Derivative

[Ryan Rigdon]

need help with finding the derivative of (25x)/(x^2 +4)

I used f'(x) = (g(x)*f'(x) - f(x)*g'(x))/(g(x)^2)


My answer is (25(4-x^2))/((x^2 + 4)^2)

Correct ?

 

[galactus]

Lookin' good

 

[Ryan Rigdon]

Lookin' good

thanx galactus.


to find my stationary point i set f'(x) = 0 and then solved for x

(25(4-x^2))/((x^2 + 4)^2) = 0

100 - 25x^2 = 0

100 = 25x^2

x = -4, 4

 

[Ryan Rigdon]

with my given I =[-3,3]

and my x = -4,4

since my x values are -4, 4 and the fact they dont lie on the given interval. my critical points are -3,3

next i use f(x) to find max & min values by plugging -3,3 into f(x)

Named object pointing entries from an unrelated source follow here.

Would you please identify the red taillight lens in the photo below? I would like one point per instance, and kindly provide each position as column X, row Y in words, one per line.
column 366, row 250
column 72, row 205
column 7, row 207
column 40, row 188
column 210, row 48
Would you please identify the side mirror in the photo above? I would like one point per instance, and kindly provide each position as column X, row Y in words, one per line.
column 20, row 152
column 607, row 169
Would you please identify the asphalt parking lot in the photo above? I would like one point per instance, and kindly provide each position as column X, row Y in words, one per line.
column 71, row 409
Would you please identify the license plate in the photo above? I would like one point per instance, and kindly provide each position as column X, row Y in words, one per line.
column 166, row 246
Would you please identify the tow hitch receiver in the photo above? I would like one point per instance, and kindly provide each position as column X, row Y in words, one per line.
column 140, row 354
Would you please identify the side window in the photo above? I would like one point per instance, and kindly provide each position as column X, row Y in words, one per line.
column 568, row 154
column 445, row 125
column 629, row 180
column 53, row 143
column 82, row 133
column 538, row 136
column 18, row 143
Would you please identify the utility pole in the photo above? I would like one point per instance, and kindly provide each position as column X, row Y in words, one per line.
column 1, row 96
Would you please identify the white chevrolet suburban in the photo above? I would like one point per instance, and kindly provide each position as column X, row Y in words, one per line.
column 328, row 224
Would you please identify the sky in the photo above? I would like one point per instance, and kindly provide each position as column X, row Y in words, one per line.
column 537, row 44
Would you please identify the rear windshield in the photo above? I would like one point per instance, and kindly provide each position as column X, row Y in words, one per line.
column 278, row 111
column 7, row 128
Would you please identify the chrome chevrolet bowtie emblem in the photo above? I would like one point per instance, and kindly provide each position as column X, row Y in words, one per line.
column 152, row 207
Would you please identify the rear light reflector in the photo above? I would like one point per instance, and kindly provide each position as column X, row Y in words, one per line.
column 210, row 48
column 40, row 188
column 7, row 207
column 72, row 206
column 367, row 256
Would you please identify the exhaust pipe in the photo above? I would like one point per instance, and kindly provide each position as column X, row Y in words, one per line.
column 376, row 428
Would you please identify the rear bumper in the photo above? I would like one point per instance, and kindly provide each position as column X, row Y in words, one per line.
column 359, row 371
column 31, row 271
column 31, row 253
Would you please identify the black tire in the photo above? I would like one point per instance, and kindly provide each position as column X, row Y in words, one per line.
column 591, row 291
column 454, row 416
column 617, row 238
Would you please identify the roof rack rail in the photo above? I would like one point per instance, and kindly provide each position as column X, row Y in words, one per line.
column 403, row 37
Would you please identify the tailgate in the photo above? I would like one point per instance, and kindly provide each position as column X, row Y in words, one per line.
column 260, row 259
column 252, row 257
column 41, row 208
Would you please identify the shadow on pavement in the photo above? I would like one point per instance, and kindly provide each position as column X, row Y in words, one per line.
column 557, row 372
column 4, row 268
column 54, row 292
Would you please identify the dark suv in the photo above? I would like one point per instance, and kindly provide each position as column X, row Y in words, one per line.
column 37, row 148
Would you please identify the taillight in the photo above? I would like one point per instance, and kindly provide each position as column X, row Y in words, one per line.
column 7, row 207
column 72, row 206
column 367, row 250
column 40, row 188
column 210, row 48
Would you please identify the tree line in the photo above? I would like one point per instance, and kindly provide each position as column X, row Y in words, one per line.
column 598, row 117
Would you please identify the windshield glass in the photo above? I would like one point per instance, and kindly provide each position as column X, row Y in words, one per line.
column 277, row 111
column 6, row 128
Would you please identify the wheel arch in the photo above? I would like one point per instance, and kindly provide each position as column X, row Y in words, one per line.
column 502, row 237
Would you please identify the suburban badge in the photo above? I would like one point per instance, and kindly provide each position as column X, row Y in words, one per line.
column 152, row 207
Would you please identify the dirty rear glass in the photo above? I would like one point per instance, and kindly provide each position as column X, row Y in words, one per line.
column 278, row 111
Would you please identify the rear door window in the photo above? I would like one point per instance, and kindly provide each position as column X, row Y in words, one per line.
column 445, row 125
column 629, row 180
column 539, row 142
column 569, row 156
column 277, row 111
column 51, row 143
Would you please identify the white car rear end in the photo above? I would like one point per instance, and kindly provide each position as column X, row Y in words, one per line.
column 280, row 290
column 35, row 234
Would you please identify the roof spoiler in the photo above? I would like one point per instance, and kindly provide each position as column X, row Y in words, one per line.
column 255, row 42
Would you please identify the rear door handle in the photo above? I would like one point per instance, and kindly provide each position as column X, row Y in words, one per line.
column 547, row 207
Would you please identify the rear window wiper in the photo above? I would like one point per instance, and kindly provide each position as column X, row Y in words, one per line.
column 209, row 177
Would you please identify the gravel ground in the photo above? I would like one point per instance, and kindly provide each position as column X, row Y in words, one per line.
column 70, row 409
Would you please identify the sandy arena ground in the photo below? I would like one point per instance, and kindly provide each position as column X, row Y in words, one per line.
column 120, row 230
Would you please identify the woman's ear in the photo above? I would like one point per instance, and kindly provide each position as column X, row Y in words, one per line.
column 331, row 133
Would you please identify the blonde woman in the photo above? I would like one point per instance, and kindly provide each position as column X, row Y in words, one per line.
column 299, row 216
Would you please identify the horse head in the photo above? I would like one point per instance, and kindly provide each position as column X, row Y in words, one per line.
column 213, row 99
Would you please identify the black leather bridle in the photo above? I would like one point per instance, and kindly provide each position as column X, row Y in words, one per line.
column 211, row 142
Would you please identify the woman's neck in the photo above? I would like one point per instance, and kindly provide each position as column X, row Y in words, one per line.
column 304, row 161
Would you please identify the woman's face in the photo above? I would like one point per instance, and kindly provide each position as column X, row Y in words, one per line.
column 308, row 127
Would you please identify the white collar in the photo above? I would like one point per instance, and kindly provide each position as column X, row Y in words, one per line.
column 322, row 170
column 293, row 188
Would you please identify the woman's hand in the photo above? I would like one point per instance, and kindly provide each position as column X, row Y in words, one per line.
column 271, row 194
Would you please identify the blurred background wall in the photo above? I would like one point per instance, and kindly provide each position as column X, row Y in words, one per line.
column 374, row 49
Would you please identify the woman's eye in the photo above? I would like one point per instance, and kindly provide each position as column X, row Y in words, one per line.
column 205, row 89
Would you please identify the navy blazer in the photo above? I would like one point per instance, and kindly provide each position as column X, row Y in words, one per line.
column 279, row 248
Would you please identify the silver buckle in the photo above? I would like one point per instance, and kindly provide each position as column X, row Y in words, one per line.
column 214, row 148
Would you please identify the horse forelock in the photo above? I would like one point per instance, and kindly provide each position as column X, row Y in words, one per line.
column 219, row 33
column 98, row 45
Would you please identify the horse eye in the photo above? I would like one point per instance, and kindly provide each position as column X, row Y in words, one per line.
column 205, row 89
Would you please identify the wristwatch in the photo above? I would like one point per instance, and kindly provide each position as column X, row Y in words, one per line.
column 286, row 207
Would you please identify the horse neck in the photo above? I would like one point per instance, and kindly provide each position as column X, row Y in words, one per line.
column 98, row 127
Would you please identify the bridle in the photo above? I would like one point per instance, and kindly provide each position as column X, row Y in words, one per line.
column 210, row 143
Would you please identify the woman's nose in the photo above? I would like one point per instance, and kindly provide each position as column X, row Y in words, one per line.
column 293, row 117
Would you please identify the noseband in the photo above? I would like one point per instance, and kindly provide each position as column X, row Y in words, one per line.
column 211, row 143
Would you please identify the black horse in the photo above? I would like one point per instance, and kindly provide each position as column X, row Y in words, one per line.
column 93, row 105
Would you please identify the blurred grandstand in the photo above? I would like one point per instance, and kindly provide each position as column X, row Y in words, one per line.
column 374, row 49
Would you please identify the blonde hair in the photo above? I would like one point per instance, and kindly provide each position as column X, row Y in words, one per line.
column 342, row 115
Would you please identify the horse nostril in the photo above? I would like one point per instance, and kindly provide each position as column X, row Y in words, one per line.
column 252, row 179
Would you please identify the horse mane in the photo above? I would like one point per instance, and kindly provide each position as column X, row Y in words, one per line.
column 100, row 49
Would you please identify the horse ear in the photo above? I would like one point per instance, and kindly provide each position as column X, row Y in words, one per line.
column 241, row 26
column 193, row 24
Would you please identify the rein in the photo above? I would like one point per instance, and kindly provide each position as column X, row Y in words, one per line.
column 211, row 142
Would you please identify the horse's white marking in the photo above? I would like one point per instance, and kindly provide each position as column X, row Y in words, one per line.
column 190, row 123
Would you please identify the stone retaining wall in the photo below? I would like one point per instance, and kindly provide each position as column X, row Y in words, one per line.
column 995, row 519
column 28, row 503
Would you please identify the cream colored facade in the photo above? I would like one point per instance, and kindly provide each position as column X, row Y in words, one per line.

f(x) = (25x)/(x^2 + 4) f(-3) = -75/13 f(3) = 75/13


Max Value = 75/13 Min Value = -75/13

 

[Ryan Rigdon]

Lookin' good

thanx galactus.


to find my stationary point i set f'(x) = 0 and then solved for x

(25(4-x^2))/((x^2 + 4)^2) = 0

100 - 25x^2 = 0

100 = 25x^2

x = -4, 4

100 = 25x^2 does not give you x = -4, 4 but it gives you x = -2,2 my mistake.


Now my critical points are -3,-2,2,3

plug these into f(x) = (25x)/(x^2 + 4) to find max and min values

f(-3) = -75/13 f(-2) = -25/4 f(2) = 25/4 f(3) = 75/13

Max val = 25/4

Min val = -25/4

 

[galactus]

Yep, that appears to be them.

The min is at (-2,-25/4) and the max at (2,25/4).

Be sure to specify. Just sayin'. Very good.